CHARLOTTESVILLE, VA. - Why is the Bush administration seemingly hurtling toward confrontation with the rest of the world in the lead-up to the World Summit in New York next week?
Almost the first act taken by Washington's new energetic, sometimes pugnacious, UN envoy John R. Bolton, was the submission of a list of 750 amendments he seeks in the draft of the summit's declaration. That text, which deals with issues as important as nuclear disarmament, human rights, global warming, and counterterrorism, had been painstakingly negotiated by world diplomats over preceding months.
There is still time to reach a friendly accommodation on the contested portions of the text. But many nations - most notably the European states that are the strongest supporters of the present draft - now fear that US intransigence on the proposed revisions may be a serious blow to the heart of the UN.
It's true that the UN also faces a serious issue of mismanagement and corruption in its bureacuracy. That issue must be resolved - whatever it takes. But right now, Washington's deteriorating relationship with the world's other peoples concerns me even more: The compact that underlies the way all nations interact within the UN is truly vital to human survival.
President Bush and his aides surely should work hard to reach agreement with other nations on the issues around the World Summit declaration. It would also be good for Bush and all Americans to reflect on the circumstances of the UN's creation and the many benefits it has brought the US throughout its 60 years.
Back in 1945, Presidents Franklin Roosevelt and Harry Truman made decisions marked by broad strategic restraint and great wisdom. Two of these were particularly crucial: first, not to retreat to the isolationism the US had pursued after World War I; and second, to exercise Washington's continued engagement with the world through a new body, based on principles of national sovereignty, national equality, and human solidarity. That body was the UN.
The past 60 years have been very good indeed to the US. The UN and the compact among nations that underlies it have certainly contributed to those benefits.
During the cold war, the UN helped mediate what would otherwise have been an even more precarious situation of hair-trigger nuclear destruction. After the Soviet empire collapsed, the UN helped ease transitions on several continents - as it did earlier in helping manage instabilities that arose when the West European nations' empires splintered. The UN-related economic bodies - the World Bank, International Monetary Fund, and World Trade Organization - have meanwhile buttressed a global market system that has generally been very good to Americans.
So why - at a time when it is increasingly evident that in Iraq, as in the fight against violent extremism elsewhere, the US needs international cooperation more than ever - should the Bush administration and its man in New York be threatening to cause serious disruption to Washington's relations with the world body?
Mr. Bolton - named by Mr. Bush as a "recess appointment" ambassador to the UN last month, bypassing the wait for a Senate confirmation - startled the representatives of most other nations in New York with his list of amendments to the summit declaration.
On one issue he wants amended - the list of "Millennium Development Goals" that the UN adopted back in 2000 - a key Bolton spokesman got downright ornery, accusing UN officials of "manipulating the truth" when they claimed the US had previously endorsed these goals and now seemed to be backtracking from that earlier commitment. (The UN officials look right on that one.)
The tiff over this key issue in international development efforts epitomizes the deeper discord over whether the US really judges that responsibilities within the world system should be reciprocal and based on the principles of human equality and human solidarity - or not. The UN majority today thinks they should be. Bolton and his boss, the president, apparently disagree with that majority.

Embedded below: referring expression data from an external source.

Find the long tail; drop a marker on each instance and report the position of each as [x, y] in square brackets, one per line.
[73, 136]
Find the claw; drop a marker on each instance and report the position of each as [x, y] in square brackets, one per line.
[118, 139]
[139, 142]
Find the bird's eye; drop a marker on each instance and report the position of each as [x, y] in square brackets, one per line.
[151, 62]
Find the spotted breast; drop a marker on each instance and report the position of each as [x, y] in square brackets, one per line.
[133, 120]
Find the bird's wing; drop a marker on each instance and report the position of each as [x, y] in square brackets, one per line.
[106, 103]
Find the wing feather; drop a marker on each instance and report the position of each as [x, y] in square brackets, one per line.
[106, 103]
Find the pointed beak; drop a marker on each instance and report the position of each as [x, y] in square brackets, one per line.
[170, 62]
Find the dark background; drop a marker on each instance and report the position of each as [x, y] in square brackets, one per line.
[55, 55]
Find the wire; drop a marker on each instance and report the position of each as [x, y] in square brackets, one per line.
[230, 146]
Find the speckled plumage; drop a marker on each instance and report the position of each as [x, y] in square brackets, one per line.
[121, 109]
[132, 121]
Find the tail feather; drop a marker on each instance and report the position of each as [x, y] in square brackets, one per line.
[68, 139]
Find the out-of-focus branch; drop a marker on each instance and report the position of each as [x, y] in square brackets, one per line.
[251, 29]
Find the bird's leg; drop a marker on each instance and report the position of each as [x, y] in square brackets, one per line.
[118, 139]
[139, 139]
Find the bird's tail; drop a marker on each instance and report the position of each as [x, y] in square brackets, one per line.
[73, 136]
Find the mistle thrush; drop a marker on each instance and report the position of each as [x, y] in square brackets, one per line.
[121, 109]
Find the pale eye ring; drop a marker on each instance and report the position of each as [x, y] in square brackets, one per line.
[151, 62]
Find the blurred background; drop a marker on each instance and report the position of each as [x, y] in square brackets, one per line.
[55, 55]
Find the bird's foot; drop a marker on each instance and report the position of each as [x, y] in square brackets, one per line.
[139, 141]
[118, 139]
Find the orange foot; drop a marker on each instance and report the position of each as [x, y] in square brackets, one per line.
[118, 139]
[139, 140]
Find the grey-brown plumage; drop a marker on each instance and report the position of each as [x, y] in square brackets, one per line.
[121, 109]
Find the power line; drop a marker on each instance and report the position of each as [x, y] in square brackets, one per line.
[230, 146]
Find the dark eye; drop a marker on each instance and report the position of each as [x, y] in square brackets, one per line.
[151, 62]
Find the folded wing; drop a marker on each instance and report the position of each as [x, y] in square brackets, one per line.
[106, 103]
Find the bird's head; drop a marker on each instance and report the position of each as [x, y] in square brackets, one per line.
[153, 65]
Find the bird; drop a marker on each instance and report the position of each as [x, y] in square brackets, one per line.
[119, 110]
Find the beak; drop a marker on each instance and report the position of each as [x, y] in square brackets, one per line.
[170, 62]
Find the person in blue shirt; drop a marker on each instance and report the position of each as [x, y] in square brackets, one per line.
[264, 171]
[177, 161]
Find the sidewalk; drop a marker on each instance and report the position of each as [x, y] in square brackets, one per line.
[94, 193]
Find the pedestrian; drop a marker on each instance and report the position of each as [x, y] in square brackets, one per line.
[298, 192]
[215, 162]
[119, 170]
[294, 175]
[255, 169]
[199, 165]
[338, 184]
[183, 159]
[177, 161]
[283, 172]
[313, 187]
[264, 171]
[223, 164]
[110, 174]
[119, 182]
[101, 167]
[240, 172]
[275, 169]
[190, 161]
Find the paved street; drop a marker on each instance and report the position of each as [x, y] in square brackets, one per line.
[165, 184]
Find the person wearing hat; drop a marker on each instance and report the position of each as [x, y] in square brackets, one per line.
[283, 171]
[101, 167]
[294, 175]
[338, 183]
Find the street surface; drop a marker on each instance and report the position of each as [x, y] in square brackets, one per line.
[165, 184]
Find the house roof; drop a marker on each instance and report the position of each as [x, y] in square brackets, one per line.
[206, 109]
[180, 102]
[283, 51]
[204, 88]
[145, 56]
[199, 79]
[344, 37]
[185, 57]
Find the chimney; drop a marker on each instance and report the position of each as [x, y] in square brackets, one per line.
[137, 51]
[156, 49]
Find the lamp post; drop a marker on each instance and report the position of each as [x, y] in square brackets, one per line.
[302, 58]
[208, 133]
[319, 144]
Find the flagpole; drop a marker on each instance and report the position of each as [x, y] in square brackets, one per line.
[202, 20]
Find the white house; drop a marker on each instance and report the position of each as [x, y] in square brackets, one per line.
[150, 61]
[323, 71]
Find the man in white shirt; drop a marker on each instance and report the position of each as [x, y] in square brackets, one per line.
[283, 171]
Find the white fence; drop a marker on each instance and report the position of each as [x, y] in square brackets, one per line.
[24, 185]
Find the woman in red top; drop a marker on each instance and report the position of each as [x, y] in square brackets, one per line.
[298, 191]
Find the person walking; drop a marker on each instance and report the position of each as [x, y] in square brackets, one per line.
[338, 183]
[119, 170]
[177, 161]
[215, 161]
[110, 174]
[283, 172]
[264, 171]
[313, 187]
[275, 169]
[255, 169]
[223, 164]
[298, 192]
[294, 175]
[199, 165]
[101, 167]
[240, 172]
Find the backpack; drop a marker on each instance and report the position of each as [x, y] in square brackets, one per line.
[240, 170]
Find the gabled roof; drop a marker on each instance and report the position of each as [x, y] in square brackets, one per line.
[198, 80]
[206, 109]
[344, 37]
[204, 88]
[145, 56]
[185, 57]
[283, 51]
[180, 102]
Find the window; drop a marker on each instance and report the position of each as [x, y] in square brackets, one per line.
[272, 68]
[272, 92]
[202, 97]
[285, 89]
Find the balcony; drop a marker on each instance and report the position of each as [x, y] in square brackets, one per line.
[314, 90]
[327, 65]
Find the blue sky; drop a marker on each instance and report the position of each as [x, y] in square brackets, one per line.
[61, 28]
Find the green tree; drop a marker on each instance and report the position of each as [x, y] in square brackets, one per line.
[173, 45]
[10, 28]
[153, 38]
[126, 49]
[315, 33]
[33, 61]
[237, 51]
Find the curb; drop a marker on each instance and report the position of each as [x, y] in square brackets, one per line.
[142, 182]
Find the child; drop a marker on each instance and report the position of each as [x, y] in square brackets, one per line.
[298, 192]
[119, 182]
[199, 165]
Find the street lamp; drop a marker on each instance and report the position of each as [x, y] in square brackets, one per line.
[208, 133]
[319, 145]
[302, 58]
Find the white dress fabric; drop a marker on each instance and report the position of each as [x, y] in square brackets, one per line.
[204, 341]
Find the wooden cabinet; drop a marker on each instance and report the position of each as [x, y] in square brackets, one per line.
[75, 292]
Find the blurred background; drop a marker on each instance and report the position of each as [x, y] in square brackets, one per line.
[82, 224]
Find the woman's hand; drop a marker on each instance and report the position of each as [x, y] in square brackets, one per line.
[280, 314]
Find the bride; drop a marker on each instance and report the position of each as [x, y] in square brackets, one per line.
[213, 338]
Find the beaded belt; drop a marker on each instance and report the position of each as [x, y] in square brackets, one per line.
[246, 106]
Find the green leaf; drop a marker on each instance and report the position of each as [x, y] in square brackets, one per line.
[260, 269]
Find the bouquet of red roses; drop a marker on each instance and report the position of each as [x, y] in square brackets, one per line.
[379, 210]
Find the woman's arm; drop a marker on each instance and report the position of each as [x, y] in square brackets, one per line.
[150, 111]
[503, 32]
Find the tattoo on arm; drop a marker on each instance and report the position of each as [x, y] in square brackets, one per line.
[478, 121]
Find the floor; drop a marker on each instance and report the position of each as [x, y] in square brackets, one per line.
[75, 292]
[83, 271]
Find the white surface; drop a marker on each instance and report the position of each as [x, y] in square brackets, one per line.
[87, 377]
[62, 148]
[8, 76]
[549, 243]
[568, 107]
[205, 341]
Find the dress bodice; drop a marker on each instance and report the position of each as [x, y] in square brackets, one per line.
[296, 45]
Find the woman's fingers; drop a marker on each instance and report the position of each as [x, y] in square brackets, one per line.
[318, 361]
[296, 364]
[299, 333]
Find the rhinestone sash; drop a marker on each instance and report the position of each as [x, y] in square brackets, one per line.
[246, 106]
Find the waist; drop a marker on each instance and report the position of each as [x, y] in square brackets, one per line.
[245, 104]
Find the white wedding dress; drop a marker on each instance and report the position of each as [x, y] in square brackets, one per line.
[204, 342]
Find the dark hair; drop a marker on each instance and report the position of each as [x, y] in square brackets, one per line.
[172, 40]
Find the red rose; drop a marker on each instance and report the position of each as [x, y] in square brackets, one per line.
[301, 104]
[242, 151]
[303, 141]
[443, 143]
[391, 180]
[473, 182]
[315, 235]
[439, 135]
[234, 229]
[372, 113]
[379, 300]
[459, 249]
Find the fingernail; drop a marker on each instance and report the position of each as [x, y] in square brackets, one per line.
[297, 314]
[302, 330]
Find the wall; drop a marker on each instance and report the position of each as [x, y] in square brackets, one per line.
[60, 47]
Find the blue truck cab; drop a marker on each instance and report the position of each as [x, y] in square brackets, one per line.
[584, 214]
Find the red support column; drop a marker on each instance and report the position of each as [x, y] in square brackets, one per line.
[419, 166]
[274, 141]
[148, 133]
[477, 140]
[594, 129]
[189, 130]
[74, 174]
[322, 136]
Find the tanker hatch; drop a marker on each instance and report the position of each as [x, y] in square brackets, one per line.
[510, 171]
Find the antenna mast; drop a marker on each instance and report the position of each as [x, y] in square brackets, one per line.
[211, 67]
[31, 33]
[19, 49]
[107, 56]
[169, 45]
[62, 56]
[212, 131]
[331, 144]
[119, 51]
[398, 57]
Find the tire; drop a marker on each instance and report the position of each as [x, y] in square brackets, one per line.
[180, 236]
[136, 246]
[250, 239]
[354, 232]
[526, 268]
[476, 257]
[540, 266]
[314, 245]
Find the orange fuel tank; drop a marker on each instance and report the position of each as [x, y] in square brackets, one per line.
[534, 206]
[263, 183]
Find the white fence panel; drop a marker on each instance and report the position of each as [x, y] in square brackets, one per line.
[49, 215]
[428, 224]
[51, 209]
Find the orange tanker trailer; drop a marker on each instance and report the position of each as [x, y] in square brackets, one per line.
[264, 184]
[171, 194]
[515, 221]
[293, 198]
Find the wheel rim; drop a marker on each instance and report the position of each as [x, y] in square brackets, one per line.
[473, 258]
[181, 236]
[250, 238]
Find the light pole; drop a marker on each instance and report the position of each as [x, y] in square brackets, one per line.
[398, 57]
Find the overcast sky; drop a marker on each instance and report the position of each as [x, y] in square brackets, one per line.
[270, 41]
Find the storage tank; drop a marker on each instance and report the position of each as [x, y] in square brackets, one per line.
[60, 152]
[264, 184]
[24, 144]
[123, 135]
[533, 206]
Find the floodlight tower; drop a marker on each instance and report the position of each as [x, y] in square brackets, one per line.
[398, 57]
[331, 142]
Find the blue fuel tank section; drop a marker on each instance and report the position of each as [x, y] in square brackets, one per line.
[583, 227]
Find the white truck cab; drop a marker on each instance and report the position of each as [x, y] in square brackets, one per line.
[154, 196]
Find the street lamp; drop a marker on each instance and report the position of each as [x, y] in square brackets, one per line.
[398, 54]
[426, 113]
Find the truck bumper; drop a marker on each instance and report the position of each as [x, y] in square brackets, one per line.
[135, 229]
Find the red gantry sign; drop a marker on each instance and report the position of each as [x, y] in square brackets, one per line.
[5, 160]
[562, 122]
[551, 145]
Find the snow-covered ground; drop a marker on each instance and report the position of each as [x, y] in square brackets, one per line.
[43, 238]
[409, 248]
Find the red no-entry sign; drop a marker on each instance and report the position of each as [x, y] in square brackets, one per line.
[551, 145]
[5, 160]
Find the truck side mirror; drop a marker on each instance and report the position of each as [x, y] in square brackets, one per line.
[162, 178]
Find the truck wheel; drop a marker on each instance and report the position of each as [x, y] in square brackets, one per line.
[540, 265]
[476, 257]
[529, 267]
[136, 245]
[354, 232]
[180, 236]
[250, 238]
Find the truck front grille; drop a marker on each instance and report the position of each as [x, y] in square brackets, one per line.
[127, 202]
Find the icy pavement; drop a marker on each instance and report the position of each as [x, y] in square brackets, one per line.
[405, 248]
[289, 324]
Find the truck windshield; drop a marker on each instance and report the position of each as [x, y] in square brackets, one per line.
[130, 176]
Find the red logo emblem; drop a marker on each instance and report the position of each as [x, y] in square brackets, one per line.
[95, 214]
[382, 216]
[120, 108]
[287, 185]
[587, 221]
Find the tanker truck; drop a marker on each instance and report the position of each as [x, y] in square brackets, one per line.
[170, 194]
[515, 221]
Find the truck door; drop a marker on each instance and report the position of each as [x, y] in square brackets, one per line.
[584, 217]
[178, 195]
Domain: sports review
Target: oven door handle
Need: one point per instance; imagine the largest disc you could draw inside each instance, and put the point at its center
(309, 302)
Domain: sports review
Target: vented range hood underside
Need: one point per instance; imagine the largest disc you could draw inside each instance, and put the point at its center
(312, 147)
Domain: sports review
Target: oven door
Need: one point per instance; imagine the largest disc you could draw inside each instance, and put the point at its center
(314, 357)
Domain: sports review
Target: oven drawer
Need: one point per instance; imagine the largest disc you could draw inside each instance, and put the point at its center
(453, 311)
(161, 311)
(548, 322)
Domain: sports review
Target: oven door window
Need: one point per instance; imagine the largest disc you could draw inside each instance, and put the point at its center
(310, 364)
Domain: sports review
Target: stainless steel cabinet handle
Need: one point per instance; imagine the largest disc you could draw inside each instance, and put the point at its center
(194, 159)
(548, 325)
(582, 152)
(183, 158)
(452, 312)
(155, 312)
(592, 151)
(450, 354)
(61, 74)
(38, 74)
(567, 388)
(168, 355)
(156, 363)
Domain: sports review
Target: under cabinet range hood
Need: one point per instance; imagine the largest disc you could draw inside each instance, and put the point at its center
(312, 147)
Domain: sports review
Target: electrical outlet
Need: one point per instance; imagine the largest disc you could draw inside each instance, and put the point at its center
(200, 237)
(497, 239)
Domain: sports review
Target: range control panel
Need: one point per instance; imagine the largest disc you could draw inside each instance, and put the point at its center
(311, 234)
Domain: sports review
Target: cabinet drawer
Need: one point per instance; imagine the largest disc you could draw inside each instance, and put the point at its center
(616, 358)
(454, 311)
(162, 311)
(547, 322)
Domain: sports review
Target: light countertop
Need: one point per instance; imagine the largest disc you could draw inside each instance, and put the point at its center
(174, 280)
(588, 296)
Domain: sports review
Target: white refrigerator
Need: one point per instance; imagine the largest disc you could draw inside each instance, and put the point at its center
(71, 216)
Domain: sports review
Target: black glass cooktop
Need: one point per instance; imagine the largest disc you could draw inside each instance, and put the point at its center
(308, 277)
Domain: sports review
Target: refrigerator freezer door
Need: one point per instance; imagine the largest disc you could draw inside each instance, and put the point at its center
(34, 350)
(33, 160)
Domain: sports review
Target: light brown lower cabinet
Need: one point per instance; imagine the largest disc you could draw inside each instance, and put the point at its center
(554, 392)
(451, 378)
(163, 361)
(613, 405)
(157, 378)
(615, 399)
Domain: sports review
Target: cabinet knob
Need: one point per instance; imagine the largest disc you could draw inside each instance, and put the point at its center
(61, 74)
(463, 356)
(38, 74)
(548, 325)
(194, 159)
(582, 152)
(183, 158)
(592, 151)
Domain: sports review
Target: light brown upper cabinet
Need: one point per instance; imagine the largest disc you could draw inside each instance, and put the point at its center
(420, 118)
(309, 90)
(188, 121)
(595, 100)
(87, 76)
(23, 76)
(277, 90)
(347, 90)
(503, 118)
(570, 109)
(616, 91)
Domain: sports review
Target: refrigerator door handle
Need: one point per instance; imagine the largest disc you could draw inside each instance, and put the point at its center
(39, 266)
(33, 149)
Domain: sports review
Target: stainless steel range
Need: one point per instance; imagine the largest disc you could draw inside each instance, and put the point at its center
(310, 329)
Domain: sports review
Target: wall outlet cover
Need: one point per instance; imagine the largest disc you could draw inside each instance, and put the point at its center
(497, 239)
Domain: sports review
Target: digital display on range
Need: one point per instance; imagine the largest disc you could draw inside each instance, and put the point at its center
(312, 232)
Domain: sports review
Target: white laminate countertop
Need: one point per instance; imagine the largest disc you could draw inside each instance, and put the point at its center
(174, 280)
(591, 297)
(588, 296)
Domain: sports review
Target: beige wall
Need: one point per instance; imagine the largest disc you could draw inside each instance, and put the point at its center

Yes, it's true that the UN itself is far from perfect. But at the end of the day, the United Nations is just that: a confederation of the world's largely independent nation-states. It has very little independent existence of its own, and can only ever be as strong as the commitment it gets from its members.
Under Bush - especially since he made the near-unilateral decision to initiate a war against Iraq in 2003 - the commitment of the world's most powerful nation to the UN and its principles has eroded drastically.
To reduce American support for the foundations of this vital institution any further would be crazy.
A UN that is any further weakened means the increased insecurity of everyone in the world. And, yes, that includes Americans.
• Helena Cobban is writing a book on violence and its legacies.